PLCs, DCSs & Controllers


A PLC/PAC made in South Africa

January 2004 PLCs, DCSs & Controllers

One of South Africa's largest local developers and manufacturers of industrial electronics, Omniflex, has released the Maxiflex PLC. Programmed in any of six IEC 61131 programming languages from ladder to function block using a Windows-based graphical user interface.

The choice of IEC 61131 brings Maxiflex into line with international standards and gives the end user a wide range of programming choices in the Maxiflex programmer's workbench. Control strategies can range from the simple interlock to multiple concurrent PID control blocks complete with auto-tuning.

Not just control

Maxiflex is a completely cross-functional hardware platform that is well established in the RTU, telemetry, control, alarm and events and the data acquisition business. The new P3 CPU dubbed the 'PAC' (process automation controller), which Omniflex has added to the Maxiflex product range, now caters for complete process automation featuring a 32 bit processor and IEC standard programming.

"We have not left our roots behind with this new development", comments Ian Loudon, sales and marketing manager for Omniflex, "We have added this on top of what we have got. Using the new P3 PAC CPU we still give you the automated data acquisition and telemetry capabilities as 'under the bonnet features'. You still do not need to write application programs to do this - it is built into the CPU BIOS saving you time in applications engineering."

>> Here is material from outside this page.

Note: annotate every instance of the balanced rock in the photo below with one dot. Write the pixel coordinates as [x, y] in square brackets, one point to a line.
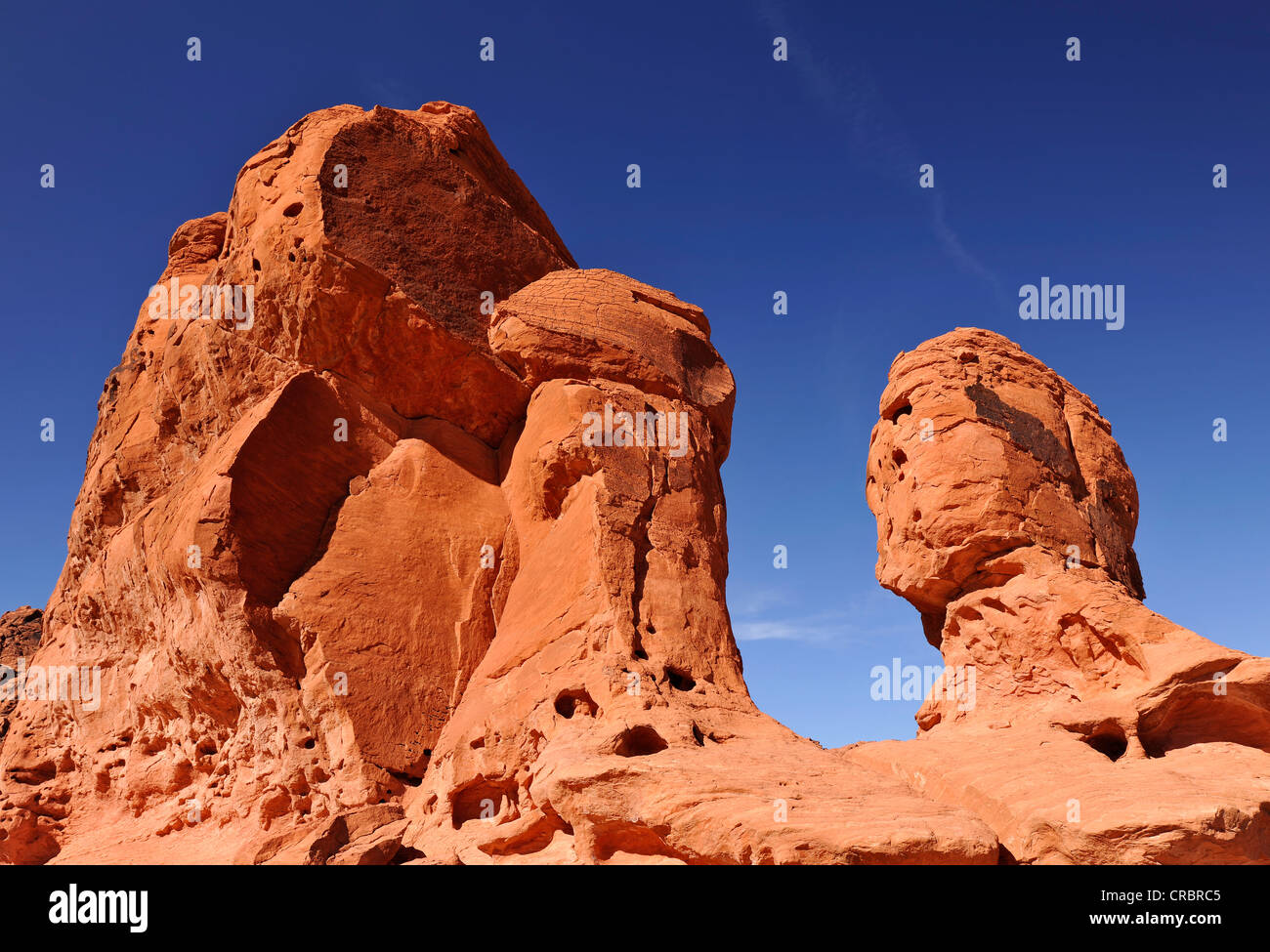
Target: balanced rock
[1078, 723]
[402, 540]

Date and time stamped changes of state for sequence of events

This is still a standard feature of the Maxiflex system, even though the user may have an interlock control application running on the CPU they can get each change of state as an event with the real date and time it happened which can then be piped to the scada system database via a network. So the user can now have the sequence of events from their plant with no extra software or costs. The importance of this is not always apparent. The scada can time stamp the changes of state but this only occurs when the event gets to the scada PC. Ordinarily this is fine when the plant network in question has small numbers of I/O... but this is rapidly changing - with many devices sharing the network. Also the scada, by design, continuously polls for changes of state on a fixed routine ie, address 1 to address n. If a change of state happens immediately after address 1 has been read it is only detected on the next scan ie, after address n has been read. Another problem is if the change of state is momentary (and not latched by the front-end device) it can be missed altogether - which is worse still. All Maxiflex CPUs have realtime clocks fitted standard and all have the event service.

Control and advanced monitoring in a single package

Maxiflex can take care of all of this as standard, providing not only the control strategy - but also crucial information for the scada database as to what happened in the plant, and when. Many plant shutdowns and trips rely heavily on the analysis of this information to diagnose the normally complex chain of events.

Remote I/O system

Maxiflex also has comprehensive remote I/O capabilities from Fieldbus level upwards. Using Conet, Omniflex's local area network, Maxiflex already has outstanding ability on existing plant instrumentation cabling. No special cables are necessary. Conet will run up to 10 km on a screened twisted pair cable, allowing 127 nodes to share the same cable, each node with up to 500 I/O on them. Redundant links and topologies such as Star and Bus are easily accommodated. Sharing I/O status information with Maxiflex is very simple and the remote I/O status integrated easily into the control strategy at whatever level is needed.

Open networks and OPC

Maxiflex supports open networking, taking the user from the fieldbus environment right the way up to Ethernet. Using OPC servers to the Windows operating systems environment provides easy connectivity to supervisory systems.

Maxiflex P3 CPU features in summary

* IEC61131 programming - six languages.

* 32-bit processor.

* Remote I/O.

* Open networks.

* Automated data acquisition.

* Automated telemetry.

* Sequence of events - date and time stamped at source.